Reste à trouver la plage de délectation. À Beyrouth, on n’est jamais trop loin de la mer, même si son accès se révèle plus compliqué qu’il n’y paraît. Problème d’accès bien sûr : le littoral ayant été largement privatisé au profit de “resorts” et autres “plages” à 40 000 livres libanaises (25 dollars) l’entrée. Problème de pollution également : les côtes libanaises sont polluées. Du coup, le choix se restreint souvent à deux grands extrêmes : Tyr ou Batroun ?

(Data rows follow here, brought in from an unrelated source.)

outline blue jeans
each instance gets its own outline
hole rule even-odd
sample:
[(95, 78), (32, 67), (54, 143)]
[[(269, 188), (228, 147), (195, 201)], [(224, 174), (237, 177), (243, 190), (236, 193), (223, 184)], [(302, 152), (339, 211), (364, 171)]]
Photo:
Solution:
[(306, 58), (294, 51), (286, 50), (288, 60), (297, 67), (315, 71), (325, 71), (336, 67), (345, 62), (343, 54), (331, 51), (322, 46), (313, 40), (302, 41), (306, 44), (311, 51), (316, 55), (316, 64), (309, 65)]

Permettez-nous de préférer les plages du Sud, au moins jusqu’à ce que la canicule estivale rende tout farniente sur le sable de Tyr impossible. On aime le côté “popu et narguilé” de cette grande plage ; la côte sauvage de Naqoura, où l’on peut marcher des kilomètres entre roselières et falaises sanguines. On s’autorise même parfois des week-ends très “Rest House”, l’hôtel (en rénovation) où les militaires de la Finul prennent leur aise. Au soir venu, on peut toujours baguenauder sur le “malécon” de l’ancienne cité phénicienne, cette corniche (piétonne les week-ends estivaux) où traînent tout ce que la ville compte d’âmes esseulées (et les camps alentours). On finira par une visite aux ruines romaines (parmi les plus imposantes de la région avec cette immense travée qui bascule sur la mer) avant une dînette de poisson au restaurant. Là, on hésite. Si on aime le charme de Dar al-Alma, le nouveau boutique-hôtel de la vieille ville, on reste malgré tout d’une fidélité indéfectible au restaurant Le Phénicien, moins “vieilles pierres” peut-être, mais à la carte délectable (goûtez donc leur “kebbé samak” ou leur fateh de crevettes). Sans oublier, pour un soleil couchant, les pieds dans l’eau, chez Miss Dalia, l’énergique (et yoga maniaque) propriétaire de Cloud 59.